The Landmen Cometh: The frontlines of fracking get personal as owners face aggressive pitches for land

Monday, August 15, 2011

When landmen sit down with property owners over an oil and gas lease, there can be a lot of money at stake. Some of these prospectors are more honest than others. WRVO's Emma Jacobs reports on kitchen table negotiations underway for natural gas drilling access in the region.

Ruth Tonachel says landmen were coming to her door several times a week at the height of northeast Pennsylvania's land rush. (Emma Jacobs / WRVO)

The front line of the controversial expansion of natural gas drilling isn't a meadow in Pennsylvania or New York. It's the kitchen table.

That's where landowners meet with landmen - the fleet of salesmen that gas companies use to convince landowners to sign drilling leases.

Meeting the landmen

Landmen began approaching Ruth Tonachel during the leasing rush that swept through northern Pennsylvania in 2007.

“When they first showed up in 2007,” she says, “there were people knocking on the door a couple times a week, calling constantly, stuff in the mail, phone messages, from all different companies. I mean it was hard to even sort out.”

Tonachel’s property has been in the family since 1790 so she was cautious about the idea of a drilling lease.

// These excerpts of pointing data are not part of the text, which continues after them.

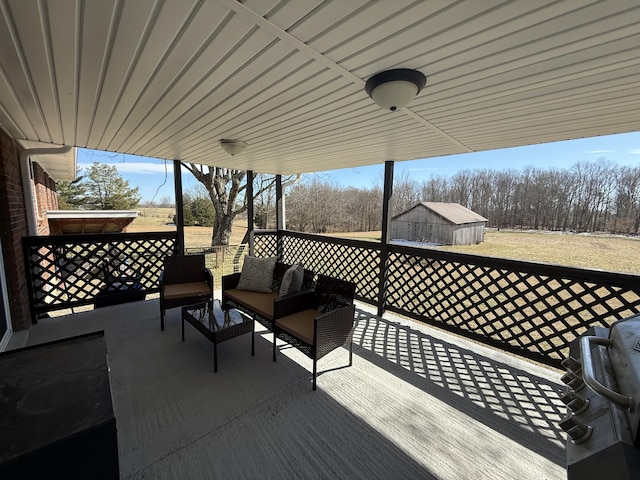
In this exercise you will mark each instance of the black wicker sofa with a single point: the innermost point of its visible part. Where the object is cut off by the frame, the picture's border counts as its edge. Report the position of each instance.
(316, 319)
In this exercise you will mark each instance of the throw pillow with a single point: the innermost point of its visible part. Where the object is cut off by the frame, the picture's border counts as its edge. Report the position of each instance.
(291, 280)
(257, 274)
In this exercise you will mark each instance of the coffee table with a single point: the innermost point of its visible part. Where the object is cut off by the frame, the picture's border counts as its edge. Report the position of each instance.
(217, 324)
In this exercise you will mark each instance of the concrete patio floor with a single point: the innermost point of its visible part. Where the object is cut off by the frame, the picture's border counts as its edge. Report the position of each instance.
(418, 403)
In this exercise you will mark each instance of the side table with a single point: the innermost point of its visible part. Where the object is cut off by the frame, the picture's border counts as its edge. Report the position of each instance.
(217, 324)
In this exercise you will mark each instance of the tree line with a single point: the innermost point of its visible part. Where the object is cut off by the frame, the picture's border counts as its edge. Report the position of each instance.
(596, 196)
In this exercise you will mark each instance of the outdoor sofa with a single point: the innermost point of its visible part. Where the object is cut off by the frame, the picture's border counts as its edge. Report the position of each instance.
(316, 318)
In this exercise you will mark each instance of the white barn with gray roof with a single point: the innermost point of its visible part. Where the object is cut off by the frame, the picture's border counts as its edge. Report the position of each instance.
(439, 222)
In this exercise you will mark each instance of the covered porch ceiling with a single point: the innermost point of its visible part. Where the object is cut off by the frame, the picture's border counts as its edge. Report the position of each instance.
(168, 79)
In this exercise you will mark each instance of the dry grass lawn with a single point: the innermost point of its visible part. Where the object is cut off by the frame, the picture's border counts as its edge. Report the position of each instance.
(603, 252)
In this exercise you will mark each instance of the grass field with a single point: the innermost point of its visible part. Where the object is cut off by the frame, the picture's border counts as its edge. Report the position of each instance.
(610, 253)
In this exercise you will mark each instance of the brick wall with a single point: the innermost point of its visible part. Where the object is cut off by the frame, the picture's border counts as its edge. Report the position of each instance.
(13, 223)
(13, 226)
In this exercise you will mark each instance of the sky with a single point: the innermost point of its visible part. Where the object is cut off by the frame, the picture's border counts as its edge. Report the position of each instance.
(154, 178)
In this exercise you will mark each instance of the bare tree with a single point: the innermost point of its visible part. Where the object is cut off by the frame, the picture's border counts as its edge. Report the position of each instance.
(226, 189)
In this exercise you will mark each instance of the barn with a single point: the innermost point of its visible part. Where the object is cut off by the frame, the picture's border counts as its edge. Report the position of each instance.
(439, 222)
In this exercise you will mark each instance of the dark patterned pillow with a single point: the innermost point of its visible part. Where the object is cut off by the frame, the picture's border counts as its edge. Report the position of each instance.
(257, 274)
(332, 294)
(291, 280)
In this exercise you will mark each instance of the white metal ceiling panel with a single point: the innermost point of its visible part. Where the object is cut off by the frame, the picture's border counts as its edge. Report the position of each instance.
(169, 78)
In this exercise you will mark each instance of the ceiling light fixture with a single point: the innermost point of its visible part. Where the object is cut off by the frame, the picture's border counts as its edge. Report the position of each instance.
(394, 89)
(232, 146)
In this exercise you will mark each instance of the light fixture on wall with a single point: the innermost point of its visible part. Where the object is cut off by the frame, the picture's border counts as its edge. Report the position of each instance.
(232, 146)
(394, 89)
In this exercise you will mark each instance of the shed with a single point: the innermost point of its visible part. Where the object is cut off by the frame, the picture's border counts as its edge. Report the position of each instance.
(439, 222)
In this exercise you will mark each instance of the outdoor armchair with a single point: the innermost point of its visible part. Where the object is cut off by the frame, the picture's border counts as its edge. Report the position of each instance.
(184, 280)
(318, 321)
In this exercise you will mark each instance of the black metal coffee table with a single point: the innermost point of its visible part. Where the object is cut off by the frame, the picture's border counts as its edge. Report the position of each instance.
(217, 324)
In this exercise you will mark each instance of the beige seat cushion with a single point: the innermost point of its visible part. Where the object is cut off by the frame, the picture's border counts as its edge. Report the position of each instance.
(300, 324)
(183, 290)
(260, 303)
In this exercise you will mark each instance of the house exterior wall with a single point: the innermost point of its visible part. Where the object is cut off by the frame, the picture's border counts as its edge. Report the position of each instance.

She speaks fondly of some of the many landmen she met with. Others did things she didn’t like, like the one she met with at a restaurant.

“He talked awhile about his background and how long he’d been in business and where he was from," she says. "Just chit chat friendly talk … I said 'well I can’t sign anything in a hurry', but he pulled out a whole set of leases all with our names on them.”

Landmen are often compared to fast-talking used car salesman. Tonachel's visitors repeatedly urged her to sign right then and there, claiming theirs was the best deal she'd ever get. When she didn’t sign, they’d come back with a different, better deal. Signing bonuses went from hundreds to thousands of dollars per acre.

But the landmen were putting more than just money on the table - some of them were serving up half-truths, misrepresentations, or outright lies.